South Korea Delays Microsoft Ruling Today, South Korea's Fair Trade Commission (FTC) announced that it would delay until next week a long-overdue ruling on Microsoft's business practices. The FTC has been investigating Microsoft since 2001, so what's another week, right? The investigation began when Daum Communications, South Korea's leading ISP, complained that Microsoft was violating antitrust laws when it bundled Windows Messenger IM features with Windows XP. Microsoft settled a lawsuit with Daum last year for $30 million, but the FTC said it would still issue a ruling on the alleged violation of antitrust laws. And we're still waiting.

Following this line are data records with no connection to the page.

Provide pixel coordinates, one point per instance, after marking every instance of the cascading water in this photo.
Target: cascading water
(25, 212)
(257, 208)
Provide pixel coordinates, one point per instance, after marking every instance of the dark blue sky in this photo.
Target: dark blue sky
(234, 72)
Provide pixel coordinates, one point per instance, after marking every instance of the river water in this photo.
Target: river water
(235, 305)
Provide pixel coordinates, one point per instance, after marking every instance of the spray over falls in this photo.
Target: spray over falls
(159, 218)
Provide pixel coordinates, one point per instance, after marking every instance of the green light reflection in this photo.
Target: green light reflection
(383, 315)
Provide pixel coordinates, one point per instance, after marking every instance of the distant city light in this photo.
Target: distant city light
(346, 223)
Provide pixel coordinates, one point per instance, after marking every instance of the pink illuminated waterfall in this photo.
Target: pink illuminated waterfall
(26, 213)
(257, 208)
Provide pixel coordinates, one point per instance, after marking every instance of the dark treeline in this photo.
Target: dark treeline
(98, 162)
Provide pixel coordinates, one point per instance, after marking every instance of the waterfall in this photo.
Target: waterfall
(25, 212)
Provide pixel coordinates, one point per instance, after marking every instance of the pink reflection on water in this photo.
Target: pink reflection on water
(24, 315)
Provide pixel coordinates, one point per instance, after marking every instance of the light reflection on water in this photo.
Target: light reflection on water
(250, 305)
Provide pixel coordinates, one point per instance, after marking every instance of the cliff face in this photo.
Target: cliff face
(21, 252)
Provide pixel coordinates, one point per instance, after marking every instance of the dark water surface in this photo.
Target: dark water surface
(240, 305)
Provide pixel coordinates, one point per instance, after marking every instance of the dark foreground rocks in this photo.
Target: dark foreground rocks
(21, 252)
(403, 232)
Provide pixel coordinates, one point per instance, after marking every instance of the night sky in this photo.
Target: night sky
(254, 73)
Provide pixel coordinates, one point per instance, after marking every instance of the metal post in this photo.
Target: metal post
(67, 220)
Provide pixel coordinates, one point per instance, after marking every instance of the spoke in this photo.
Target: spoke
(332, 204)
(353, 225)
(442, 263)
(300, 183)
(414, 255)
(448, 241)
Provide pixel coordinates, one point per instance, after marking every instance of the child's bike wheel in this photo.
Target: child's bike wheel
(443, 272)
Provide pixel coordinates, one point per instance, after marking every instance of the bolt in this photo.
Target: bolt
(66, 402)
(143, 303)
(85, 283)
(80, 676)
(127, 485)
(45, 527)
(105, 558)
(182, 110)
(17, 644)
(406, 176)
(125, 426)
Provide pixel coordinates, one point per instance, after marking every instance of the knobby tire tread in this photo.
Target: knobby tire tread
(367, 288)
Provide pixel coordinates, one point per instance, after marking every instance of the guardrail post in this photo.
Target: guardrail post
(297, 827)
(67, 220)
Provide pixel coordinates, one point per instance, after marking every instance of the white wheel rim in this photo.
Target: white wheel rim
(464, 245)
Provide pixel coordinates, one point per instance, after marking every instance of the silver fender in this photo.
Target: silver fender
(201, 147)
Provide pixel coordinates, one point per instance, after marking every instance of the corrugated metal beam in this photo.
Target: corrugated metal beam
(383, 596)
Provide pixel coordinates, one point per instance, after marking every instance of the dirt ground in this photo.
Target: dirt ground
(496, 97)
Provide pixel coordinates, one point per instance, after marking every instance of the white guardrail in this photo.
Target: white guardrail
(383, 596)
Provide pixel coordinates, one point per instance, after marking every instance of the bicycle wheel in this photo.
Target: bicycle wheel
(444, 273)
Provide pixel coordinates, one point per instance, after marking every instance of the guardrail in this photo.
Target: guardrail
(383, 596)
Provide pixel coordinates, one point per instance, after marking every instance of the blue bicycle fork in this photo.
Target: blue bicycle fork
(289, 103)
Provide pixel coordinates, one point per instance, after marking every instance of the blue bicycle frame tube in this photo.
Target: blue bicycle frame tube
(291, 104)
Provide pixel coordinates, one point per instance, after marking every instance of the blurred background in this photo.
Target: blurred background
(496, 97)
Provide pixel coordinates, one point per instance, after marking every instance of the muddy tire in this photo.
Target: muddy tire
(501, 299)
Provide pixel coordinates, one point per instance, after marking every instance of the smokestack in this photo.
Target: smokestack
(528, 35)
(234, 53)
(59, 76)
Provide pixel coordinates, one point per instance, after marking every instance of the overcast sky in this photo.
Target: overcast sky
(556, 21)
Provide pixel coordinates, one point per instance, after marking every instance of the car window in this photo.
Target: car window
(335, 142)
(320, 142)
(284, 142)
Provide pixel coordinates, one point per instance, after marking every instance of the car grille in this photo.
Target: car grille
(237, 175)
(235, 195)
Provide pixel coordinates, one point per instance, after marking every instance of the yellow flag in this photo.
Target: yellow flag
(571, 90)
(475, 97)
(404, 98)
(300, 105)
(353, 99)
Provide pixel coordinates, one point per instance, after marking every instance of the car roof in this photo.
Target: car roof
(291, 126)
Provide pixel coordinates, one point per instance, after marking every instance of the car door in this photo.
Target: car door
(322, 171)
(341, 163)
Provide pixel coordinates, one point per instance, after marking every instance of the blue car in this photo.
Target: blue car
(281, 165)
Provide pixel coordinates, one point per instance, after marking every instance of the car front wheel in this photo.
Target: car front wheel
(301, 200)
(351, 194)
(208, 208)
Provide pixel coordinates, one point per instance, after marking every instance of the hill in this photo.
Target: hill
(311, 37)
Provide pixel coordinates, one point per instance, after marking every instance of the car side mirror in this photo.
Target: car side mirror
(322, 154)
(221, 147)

Windows Leads Server Market And finally, Microsoft for the first time saw Windows Server 2003 take the lead in the server market, thanks to growth in the market and healthy sales of Windows 2003. According to IDC, a leading research company, the worldwide server market grew 8.1 percent in the third quarter of 2005, although server revenues increased by only 5.6 percent. Windows Server sales accounted for 36.9 percent of all server revenue in the quarter, compared to 31.7 percent for UNIX and 11.5 percent for Linux. According to IDC, Windows Server growth was fueled in part by Windows NT migrations, which are finally starting to happen in volume.